Do true-crime podcasts help real investigations?

What happens when internet sleuths take a criminal investigation into their own hands?

Sarah Turney isn’t the ordinary true-crime podcaster.

Aside from analyzing over 3,000 pages worth of investigation and court documents, Turney had something more to bring to the table — a personal connection to the crime.

When Sarah Turney’s sister, Alissa, went missing in 2001, it left a lot of unanswered questions for over 20 years.

All that was left at the time was a note in Alissa’s bedroom that read: “Dad and Sarah, When you dropped me off at school today, I decided I really am going to California. Sarah, you said you really wanted me gone — now you have it. Dad, I took $300 from you. That’s why I saved my money.”

Turney decided to tell the full story of her missing sister through her own podcast called “Voices for Justice.”

“Ultimately, I just wanted to help her case,” she said in an email.

She successfully created a media campaign that used social media and her podcast to pressure the police to arrest her father for the murder of her sister.

And now, Turney has a new podcast, “Disappearances,” a Spotify Original with Parcast, where she narrates other missing-person cold cases.

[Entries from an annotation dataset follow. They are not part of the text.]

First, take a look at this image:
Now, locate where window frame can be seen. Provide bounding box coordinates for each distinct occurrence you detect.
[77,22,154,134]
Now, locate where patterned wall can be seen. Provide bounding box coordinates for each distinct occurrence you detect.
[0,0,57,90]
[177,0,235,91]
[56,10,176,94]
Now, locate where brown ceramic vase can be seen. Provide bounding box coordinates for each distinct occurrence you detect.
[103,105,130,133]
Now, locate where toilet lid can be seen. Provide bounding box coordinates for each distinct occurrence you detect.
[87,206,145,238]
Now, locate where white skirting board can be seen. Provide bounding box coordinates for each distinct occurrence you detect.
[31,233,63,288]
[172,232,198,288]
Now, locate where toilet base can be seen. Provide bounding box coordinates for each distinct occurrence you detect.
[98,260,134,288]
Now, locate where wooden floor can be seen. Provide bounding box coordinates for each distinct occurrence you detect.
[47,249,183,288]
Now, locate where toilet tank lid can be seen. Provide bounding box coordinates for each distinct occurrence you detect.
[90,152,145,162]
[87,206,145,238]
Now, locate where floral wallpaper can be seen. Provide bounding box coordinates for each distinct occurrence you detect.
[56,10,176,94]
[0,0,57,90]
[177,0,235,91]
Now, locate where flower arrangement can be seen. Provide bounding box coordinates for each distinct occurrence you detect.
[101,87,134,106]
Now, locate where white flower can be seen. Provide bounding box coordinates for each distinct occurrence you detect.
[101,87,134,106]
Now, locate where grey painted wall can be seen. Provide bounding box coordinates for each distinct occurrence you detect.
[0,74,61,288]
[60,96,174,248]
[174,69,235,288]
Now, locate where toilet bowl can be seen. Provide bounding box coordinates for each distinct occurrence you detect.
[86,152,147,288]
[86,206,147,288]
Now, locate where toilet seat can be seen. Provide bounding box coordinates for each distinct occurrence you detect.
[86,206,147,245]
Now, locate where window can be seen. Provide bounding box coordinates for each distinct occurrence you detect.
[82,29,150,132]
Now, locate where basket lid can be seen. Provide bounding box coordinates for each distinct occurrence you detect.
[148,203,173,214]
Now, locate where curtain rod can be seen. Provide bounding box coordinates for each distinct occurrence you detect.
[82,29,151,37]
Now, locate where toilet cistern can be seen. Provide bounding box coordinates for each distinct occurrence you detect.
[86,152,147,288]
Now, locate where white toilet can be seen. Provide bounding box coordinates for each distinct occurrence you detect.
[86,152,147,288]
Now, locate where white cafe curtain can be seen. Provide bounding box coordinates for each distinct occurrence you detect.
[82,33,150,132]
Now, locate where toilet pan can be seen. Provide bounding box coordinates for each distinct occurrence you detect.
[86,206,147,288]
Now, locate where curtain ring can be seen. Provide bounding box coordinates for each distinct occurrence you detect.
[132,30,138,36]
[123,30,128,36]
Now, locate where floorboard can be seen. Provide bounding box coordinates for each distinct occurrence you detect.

Her story raises an important question: Do true-crime podcasts actually help in real-life investigations? Or can they do more harm? The true-crime genre is the most popular type of podcast after all, with a huge consumer base and a substantial amount of influence. In fact, 4 out of 10 podcasts on the top 10 American Spotify charts are of the true-crime genre, according to a study by Line Seistrup Clausen and Stine Ausum Sikjær.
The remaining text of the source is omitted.